Inilah pengharapanku kepada beliau, setidaknya beliau tidak berhenti berlari sampai ke garis finish sekalipun dengan vonis Kanker paru yang beliau idap bisa menjadi alasan untuk berhenti berlomba. Aku berharap beliau masih punya vivere – semangat untuk hidup sekalipun tidak dalam waktu yang lama. Dan mudah-mudahan dalam semangat itu ada kehidupan baru. Beliau yang kukenal adalah orang yang terus ingin mencapai finish melihat anak-anaknya bahagia dan menikah. Tentu aku berdoa supaya ia memperoleh umur yang panjang, tetapi kadang vonis dokter sering menjadi pembunuh yang paling efisien sekalipun masih ada peluang untuk hidup.

Luka tidak selamanya petaka tetapi luka bisa membangkitkan cinta dan semangat untuk hidup. Bagi beliau perlombaan hidup sudah dijalani, tanggungjawab juga sudah diberikan sekalalipun ada noda-noda dalam perlombaan itu. Ada perlakuan yang menyakitkan, ada kata-kata yang tidak membangun. Ada sikap yang meremehkan, ada sikap acuh tak acuh. Ada keangkuhan tetapi semua itu akan selalu ada dalam hidup ini.

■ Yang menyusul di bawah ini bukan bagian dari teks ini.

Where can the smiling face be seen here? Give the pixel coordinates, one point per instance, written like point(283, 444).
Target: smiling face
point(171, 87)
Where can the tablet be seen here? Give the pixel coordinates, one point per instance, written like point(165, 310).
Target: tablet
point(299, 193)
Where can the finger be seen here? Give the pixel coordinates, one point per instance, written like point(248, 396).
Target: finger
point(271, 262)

Keluarganya berinisiatif untuk tidak memberitahu kondisi penyakitnya, sekalipun beliau sudah tahu mengidap kanker paru. Tapi stadium tingginya dikunci rapat-rapat agar semangat hidupnya tidak redup seketika dan mendahului waktu yang diperkirakan dokter.

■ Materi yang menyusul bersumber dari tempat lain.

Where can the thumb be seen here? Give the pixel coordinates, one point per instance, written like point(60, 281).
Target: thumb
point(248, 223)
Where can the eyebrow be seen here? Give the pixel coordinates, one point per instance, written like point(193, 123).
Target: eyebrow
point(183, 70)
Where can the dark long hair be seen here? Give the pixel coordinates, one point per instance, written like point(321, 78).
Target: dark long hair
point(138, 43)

Bagiku itu memang pilihan bijak, setidaknya ia akan menikmati sisa hidupnya dengan tidak risau. Badanya sudah kurus, dan dokter memperkirakan dalam waktu dekat selara makanya akan segera hilang dan daya tahan tubuhnya akan menurun drastis. Tetapi kalau beliau tahu, barangkali dalam kepasrahan dalam usia yang hampir 60 tahun itu masih ada harapan untuk mengubah diri. Bisa mendekatkan diri kepada pencipta, bisa merenung apa kesalahan lalu, juga bisa mendekatkan diri kepada istri dan anak-anak, bisa menangis atau tertawa bersama. Dunia ini bukanlah neraka yang tidak baik kadang ia memberikan keajaiban bagi setiap orang yang mengharapkannya dan menganggapnya ada.

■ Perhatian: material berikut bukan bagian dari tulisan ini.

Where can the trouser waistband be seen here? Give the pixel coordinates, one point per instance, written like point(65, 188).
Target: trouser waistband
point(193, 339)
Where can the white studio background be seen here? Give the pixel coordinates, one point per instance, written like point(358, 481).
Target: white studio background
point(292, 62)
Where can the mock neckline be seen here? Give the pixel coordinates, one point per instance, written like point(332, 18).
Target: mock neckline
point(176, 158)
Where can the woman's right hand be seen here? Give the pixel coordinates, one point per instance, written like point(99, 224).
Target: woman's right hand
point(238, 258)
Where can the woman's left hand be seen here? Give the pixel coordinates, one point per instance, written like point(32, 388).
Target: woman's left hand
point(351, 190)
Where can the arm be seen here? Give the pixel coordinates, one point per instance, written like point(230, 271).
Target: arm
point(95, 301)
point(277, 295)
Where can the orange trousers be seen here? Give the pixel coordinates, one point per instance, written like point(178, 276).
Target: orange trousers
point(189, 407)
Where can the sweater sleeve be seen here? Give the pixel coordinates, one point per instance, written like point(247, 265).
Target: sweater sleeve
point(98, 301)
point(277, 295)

Seperti kata seorang filsuf “ ketika cinta menghampirimu jangan membelokkannya, jangan pula mengendalikan cinta biarkanlah cinta itu apa adanya”. Kadangkala cinta tidak terlihat dengan kasat mata, ia ada dalam kekuatiran, kadang kala ia ada dalam pikiran tidak hanya semata berbentuk tindakan. Cinta kadang kala ada dalam bentuk amarah, ada juga dalam bentuk tamparan yang menyakitkan, cinta ada juga hanya doa belaka. Jadi ketika diurut-urut kesalahan-kesalahan yang beliau buat selama berkeluarga barangkali disana ada cinta yang kemudian dibelokkan karena ada amarah, terlalu kuatir, terlalu banyak menasehati, terlalu kejam, tidak menepati janji, cerewet dan masih banyak lagi yang terus membuat komunikasi dan hubungan retak dan cinta menjadi kabur.

Semoga keajaiban terjadi, sebab keajaiban bukanlah hal mustahil. Tetapi keajaiban hanya akan lahir dari hati yang menerima, setiap orang apa adanya, mencinta dan memberi tempat baginya untuk dipuji, dihargai dan dimengerti. Sebab dalam ketidaksempurnaanlah cinta itu sangat penting, dalam dunia sempurna barangkali cinta tidak perlu ada.

Kerisauanku bisa jadi karena cintaku kepada beliau, sekalipun tidak ada hal yang bisa secara nyata aku persembahkan untuk membuatnya tertawa atau bahagia sekalipun hanya semenit. Seperti yang sudah kukatakan cinta ada dalam berbagai bentuk, hanya bisa dilihat lewat hati yang bisa menerima.